The current strategy is:

  1. If batch size is large enough, we don't use split-k and the kernel can be traced properly (we need to reuse the indptr/indices/last_page_len buffer, this was properly handled in PyTorch wrapper APIs).
  2. If batch size is small, we use split-k, but the grid size must be fixed. We set the grid size to a fix value which is computed from the number of SMs in GPU, and we have a kernel argument block_valid_mask to determine whether to skip one threadblock's computation to achieve runtime dynamism.
AgrawalAmey commented 2 months ago

@yzh119 thanks a lot for all the amazing work! I wanted to understand split-k behaves when the sequence length is significantly different between capture and replay time. For instance, if during capture we have seq length of 1k and during replay we have a seq of length 100k, would the parallelization parameters get applied appropriately?

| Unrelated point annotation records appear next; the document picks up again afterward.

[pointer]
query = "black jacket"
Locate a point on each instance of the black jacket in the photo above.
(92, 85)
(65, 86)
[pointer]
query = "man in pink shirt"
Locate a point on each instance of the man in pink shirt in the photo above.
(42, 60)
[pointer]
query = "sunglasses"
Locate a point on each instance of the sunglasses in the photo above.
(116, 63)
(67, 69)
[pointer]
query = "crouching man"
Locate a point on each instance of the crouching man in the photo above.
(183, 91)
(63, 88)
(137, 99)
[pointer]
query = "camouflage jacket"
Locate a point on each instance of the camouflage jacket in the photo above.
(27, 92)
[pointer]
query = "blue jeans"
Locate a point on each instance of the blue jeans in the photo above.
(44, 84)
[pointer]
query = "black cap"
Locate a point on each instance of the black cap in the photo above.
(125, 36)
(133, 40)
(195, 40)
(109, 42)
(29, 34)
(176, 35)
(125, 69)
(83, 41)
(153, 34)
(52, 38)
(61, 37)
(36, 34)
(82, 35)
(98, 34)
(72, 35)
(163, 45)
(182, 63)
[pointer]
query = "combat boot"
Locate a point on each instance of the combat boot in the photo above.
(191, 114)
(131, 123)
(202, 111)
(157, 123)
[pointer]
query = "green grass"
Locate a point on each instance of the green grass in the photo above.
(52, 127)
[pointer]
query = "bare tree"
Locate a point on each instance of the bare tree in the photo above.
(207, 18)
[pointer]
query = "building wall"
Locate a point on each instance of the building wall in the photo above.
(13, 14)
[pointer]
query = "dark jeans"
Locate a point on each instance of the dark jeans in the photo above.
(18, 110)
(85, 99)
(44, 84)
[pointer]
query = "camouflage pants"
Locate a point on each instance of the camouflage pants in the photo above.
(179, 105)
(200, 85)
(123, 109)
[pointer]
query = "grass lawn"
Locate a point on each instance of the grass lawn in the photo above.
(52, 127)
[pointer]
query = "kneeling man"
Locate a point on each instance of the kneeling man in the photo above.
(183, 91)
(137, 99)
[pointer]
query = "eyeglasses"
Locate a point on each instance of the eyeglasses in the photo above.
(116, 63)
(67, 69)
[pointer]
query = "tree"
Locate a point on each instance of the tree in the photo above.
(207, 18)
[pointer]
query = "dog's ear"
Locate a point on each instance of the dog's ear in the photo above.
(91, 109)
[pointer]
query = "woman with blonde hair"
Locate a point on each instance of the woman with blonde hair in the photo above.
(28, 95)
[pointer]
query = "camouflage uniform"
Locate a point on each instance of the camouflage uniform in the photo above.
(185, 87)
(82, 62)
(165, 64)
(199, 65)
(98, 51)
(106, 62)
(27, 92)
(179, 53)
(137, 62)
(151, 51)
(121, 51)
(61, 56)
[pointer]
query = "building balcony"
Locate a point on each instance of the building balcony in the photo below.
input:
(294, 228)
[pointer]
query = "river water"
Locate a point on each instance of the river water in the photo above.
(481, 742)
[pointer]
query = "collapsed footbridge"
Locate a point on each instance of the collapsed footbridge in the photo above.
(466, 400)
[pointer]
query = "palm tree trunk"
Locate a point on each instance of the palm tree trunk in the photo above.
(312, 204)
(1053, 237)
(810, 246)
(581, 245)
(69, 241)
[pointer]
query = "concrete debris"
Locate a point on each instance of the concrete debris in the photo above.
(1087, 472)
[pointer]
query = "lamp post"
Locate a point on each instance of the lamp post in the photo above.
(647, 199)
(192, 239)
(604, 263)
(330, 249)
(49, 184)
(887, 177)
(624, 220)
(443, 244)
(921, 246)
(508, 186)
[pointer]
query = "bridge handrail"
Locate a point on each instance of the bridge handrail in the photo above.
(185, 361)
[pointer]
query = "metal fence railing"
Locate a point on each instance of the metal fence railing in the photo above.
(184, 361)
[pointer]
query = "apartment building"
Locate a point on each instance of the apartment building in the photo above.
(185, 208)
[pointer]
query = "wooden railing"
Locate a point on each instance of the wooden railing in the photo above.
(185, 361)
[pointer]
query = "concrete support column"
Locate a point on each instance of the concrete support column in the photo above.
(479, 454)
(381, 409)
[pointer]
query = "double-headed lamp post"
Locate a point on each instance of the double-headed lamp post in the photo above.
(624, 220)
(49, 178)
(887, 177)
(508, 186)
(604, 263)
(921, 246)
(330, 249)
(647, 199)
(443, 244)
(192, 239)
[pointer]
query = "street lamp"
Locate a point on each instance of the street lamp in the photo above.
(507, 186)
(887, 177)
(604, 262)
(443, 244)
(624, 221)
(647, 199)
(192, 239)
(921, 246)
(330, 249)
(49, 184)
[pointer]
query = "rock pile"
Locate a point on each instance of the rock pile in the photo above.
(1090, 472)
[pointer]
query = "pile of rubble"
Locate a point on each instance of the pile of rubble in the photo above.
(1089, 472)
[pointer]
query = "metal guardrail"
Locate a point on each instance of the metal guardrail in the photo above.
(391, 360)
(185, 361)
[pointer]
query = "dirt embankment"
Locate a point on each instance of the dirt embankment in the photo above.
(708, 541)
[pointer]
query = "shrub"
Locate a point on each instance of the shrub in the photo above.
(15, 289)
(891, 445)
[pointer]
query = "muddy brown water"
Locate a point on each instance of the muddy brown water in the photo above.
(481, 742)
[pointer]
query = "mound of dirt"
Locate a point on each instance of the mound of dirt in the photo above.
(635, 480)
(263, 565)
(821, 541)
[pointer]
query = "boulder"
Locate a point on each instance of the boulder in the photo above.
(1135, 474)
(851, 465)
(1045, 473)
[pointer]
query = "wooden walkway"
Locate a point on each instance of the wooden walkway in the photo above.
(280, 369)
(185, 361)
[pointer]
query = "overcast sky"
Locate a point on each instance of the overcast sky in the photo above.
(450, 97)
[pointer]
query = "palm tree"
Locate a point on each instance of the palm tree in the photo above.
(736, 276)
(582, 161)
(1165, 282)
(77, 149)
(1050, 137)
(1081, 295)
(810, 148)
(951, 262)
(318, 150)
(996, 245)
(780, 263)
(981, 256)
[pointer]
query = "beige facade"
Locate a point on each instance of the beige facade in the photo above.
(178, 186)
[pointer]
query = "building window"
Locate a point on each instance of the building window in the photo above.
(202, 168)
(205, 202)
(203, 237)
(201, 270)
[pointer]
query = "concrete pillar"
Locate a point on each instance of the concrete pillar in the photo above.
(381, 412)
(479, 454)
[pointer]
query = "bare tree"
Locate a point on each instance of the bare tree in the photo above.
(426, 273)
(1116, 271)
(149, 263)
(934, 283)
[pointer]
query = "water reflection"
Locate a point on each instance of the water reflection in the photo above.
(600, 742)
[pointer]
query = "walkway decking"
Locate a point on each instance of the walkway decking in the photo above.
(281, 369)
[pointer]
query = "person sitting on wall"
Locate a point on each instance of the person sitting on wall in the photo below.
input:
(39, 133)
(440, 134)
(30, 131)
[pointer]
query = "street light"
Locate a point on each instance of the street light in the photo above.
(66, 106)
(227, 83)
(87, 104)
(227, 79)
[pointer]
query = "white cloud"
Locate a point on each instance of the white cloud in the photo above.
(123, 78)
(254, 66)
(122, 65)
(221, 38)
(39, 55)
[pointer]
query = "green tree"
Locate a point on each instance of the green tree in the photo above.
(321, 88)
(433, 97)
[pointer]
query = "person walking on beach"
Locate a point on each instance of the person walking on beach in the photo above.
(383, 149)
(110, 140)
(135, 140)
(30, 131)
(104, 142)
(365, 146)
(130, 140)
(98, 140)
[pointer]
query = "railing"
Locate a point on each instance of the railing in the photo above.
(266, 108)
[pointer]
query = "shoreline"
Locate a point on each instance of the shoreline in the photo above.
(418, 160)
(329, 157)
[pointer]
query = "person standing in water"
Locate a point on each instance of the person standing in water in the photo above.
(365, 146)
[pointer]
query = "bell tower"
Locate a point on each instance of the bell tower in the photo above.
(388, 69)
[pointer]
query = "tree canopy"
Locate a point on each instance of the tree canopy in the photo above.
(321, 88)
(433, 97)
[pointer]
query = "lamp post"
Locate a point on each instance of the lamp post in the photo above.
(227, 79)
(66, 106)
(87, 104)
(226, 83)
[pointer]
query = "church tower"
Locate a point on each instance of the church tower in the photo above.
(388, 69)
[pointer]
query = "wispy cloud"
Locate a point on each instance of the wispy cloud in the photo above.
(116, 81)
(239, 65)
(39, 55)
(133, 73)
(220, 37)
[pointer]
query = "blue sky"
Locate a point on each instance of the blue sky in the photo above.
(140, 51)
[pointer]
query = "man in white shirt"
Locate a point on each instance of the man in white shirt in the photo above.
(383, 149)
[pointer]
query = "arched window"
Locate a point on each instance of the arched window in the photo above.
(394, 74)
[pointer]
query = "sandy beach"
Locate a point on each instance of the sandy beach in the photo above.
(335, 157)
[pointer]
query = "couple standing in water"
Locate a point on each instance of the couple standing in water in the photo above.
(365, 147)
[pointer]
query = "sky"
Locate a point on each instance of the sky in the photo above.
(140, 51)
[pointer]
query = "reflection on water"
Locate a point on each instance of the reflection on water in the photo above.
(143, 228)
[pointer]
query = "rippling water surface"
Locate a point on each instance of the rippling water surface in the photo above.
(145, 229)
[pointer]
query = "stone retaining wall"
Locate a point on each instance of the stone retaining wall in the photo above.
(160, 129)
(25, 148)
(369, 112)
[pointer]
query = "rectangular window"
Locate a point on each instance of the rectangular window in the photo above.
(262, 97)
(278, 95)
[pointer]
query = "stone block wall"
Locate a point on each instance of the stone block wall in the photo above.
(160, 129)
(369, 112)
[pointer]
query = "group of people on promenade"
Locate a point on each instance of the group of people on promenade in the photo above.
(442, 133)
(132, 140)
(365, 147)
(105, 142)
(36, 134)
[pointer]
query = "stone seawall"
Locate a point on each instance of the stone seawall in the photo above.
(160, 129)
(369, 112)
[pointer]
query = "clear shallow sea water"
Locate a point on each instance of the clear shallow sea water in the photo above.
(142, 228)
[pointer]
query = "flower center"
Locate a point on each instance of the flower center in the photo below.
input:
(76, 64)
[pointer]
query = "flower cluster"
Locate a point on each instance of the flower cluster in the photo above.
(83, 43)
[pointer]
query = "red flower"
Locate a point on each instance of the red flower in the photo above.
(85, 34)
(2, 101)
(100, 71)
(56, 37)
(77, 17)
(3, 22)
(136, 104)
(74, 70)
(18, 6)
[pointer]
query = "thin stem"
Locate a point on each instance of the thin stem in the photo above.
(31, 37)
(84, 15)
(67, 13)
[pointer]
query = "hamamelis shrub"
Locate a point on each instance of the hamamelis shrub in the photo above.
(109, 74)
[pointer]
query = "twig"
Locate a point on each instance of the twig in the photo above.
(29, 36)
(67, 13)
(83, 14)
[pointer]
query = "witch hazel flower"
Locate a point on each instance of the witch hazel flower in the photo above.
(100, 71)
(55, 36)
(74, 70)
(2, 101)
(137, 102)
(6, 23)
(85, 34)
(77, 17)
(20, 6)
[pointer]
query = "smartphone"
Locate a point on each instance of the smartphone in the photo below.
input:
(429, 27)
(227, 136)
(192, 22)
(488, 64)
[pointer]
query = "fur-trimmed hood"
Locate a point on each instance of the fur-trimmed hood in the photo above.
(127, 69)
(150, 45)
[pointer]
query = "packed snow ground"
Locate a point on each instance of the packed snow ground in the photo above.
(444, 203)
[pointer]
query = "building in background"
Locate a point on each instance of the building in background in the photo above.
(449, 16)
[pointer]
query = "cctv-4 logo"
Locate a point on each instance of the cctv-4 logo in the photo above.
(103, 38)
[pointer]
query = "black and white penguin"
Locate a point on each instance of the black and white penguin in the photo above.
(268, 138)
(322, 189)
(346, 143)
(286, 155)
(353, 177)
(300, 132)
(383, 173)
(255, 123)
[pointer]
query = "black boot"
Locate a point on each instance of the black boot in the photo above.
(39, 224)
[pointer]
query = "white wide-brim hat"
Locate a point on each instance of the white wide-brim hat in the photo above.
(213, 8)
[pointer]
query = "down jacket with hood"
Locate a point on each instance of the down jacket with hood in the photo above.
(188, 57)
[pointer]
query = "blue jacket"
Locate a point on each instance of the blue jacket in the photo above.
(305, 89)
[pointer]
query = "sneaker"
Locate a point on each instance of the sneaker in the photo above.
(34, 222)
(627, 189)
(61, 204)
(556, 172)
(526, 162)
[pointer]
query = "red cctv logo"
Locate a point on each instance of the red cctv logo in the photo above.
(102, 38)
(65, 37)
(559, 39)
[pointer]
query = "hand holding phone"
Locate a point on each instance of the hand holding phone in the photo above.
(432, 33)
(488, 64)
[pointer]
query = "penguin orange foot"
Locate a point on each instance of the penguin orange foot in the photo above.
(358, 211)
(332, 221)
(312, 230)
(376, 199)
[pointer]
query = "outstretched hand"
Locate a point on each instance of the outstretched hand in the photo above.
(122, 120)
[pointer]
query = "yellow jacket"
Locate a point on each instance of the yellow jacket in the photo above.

yzh119 commented 2 months ago

Yes, they will be properly handled.

When cudagraph is enabled, we decides whether to split-k only on batch size (for decode) and query lengths (for append), not on kv-cache length, that said, so it's safe to capture when kv-cache length is small (we have test cases for capturing for small kv-length and replay with long: https://github.com/flashinfer-ai/flashinfer/blob/231b1dc89cd5cdaa485ac3c701cbd93ab9c05a90/python/tests/test_batch_decode_kernels.py#L136-L286). once batch-size/query lengths are determined, the kernel grid size are fixed and we use block valid mask for dynamic parallelism:

yzh119 commented 2 months ago

There is one tricky part about prefill kernels, we pass kv_chunk_size as input arguments and it doesn't work in CUDA graph mode because the input argument is fixed at capture time. So we pass a pointer to a global memory address that stores this value instead: https://github.com/flashinfer-ai/flashinfer/blob/231b1dc89cd5cdaa485ac3c701cbd93ab9c05a90/include/flashinfer/attention/prefill.cuh#L1362

and we will change its value in BeginForward functions during the generation process.

AgrawalAmey commented 2 months ago

This is great! Thanks a lot for the in-depth description. I will go ahead and add cuda graph support in sarathi-serve based on this.